There’ve been many “selected writings”-style volumes of Johnson’s work, and 2020 saw one of the best of them, assembled and presented by the same Oxford professor who gave readers, among other things, the definitive edition of Edward Gibbon’s The Decline and Fall of the Roman Empire. This big, generous edition of Johnson shows him in all his mind-boggling variety and voice. 

5 Collected Stories by Constance Fenimore Woolson (Library of America)
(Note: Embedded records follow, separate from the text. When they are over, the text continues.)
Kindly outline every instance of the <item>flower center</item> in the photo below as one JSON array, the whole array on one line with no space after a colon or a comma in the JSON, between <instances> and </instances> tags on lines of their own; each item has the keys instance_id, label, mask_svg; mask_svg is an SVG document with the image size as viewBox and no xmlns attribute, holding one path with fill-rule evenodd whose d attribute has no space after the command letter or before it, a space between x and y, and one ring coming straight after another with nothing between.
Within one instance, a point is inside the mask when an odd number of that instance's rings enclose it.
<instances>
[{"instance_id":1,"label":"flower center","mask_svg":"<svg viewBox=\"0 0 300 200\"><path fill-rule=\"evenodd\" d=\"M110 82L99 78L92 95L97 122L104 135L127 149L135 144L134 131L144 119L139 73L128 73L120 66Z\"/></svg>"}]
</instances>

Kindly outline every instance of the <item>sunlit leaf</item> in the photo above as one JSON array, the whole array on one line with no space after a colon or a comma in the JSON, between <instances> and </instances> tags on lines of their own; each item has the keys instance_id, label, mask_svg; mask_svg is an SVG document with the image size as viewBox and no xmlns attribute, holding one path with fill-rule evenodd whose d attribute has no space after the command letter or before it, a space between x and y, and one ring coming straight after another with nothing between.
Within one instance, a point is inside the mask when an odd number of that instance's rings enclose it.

Sometimes, in its mission to shelve a uniform literary canon for the United States, the Library of America brings back into the spotlight a figure who’s been long forgotten, and Constance Fenimore Woolson certainly qualifies. Once a popular and respected short story writer, Woolson here is re-introduced to readers in a comprehensive volume edited by Anne Boyd Rioux, whose Meg, Jo, Beth, Amy made this list back in 2018.

4 Spinoza’s Ethics translated by George Eliot (Princeton University Press)

Princeton University Press and editor Clare Carlisle here present to readers a stylishly-designed reminder that there’s even more to George Eliot than being one of the greatest novelists of all time - she was also a clever and argumentative translator, as this wonderful edition of her translation of Spinoza at his most thought-provoking amply demonstrates.

3 The Western: Four Classic Novels of the 1940s & 50s  (Library of America)

Library of America anthology volumes are always cause for readerly celebration, even when (especially when) I end up disagreeing with the selections, and in this latest great anthology, a collection of classic Western novels, there’s precious little to disagree with: included are The Ox-Bow Incident by Walter Van Tilburg Clark, Shane by Jack Schaefer, The Searchers  by Alan le May, and Warlock by Oakley Hall - all terrifically invigorating to read again in 2020.

2 Unfinished Tales, Illustrated Edition by JRR Tolkien (Houghton Mifflin)

For the 40th anniversary of this weirdly lopsided collection of Middle Earth odds and ends - sketches, fragments, whole stories in various degrees of polish - Houghton Mifflin has pulled out all the stops, enlisting artists Alan Lee, John Howe, and Ted Nasmith to illustrate the dramatic high points of this lovely new hardcover of treasured Tolkieniana.

1 Collected Stories by Shirley Hazzard (FSG)

Edited by Brigitta Olubas, this, the best reprint volume of 2020, brings together the two volumes of Hazzard’s whip-smart short stories, some previously uncollected stories, and a couple that have never appeared in print before. It’s the most generous assemblage ever made of Hazzard’s work in all its inimitable array of voices and registers, perfect for keeping this author alive for new readers to discover - the essence of good reprint culture.